Search code examples
apache-sparkcassandraspark-cassandra-connector

Spark RDD write to Cassandra


I have a below Cassandra Table schema.

ColumnA Primary Key
ColumnB Clustering Key
ColumnC
ColumnD

Now, I have a Spark RDD with columns ordered as RDD[ColumnC, ColumnA, ColumnB, ColumnD]

So, when I am writing to the Cassandra Table, I need to make sure the ordering is correct. So, I am having specify the column ordering using SomeColumns

rdd.saveToCassandra(keyspace,table,SomeColumns("ColumnA","ColumnB","ColumnC","ColumnD))

Is there any way I Can pass all the column names as a list instead? I am asking that Cause I have around 140 Columns in my target table and cannot give all the names as part of SomeColumns. So, looking for a more cleaner approach.

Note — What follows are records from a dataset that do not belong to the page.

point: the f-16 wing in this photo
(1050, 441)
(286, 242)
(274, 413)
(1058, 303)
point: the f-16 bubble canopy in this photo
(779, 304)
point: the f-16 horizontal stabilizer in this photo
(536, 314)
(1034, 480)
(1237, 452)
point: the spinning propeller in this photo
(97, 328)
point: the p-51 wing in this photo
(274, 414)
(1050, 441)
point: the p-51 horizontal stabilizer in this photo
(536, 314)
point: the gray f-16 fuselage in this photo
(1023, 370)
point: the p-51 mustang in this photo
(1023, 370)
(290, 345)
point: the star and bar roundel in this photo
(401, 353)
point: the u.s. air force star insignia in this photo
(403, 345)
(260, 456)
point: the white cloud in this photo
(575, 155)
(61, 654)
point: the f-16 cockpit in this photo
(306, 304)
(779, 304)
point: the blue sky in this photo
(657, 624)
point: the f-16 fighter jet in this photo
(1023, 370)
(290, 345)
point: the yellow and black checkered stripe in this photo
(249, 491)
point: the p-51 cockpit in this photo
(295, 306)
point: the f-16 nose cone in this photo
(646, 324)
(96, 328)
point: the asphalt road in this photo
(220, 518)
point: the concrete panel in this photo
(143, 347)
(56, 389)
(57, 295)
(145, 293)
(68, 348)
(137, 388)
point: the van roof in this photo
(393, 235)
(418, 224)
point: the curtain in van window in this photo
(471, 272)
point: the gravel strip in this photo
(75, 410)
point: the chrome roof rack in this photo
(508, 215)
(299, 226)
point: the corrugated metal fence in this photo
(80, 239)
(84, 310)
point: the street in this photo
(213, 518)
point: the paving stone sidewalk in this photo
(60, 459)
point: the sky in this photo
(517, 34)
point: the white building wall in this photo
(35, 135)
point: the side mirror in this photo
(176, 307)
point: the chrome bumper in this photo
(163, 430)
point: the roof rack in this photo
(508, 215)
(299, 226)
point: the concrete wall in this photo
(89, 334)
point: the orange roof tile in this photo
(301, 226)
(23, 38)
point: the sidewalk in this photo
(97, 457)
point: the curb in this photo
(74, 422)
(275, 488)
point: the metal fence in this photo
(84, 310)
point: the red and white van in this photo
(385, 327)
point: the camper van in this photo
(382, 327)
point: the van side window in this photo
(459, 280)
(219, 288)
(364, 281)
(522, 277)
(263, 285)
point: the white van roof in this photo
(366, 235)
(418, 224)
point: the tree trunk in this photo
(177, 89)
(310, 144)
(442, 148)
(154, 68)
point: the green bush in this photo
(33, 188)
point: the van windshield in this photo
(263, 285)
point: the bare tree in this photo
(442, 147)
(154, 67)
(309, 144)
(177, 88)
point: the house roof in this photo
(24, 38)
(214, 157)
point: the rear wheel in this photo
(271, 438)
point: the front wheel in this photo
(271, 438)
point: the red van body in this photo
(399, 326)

PS: I cannot write it from a DataFrame, I Am looking only for solution based on RDD's.


Solution

  • You can use following syntax to explode sequence into list of arguments:

    SomeColumns(names_as_sequence: _*)
    

    Update:

    If you have a sequence of column names as strings, then you need to do:

    SomeColumns(names_as_string_seq.map(x => x.as(x)): _*)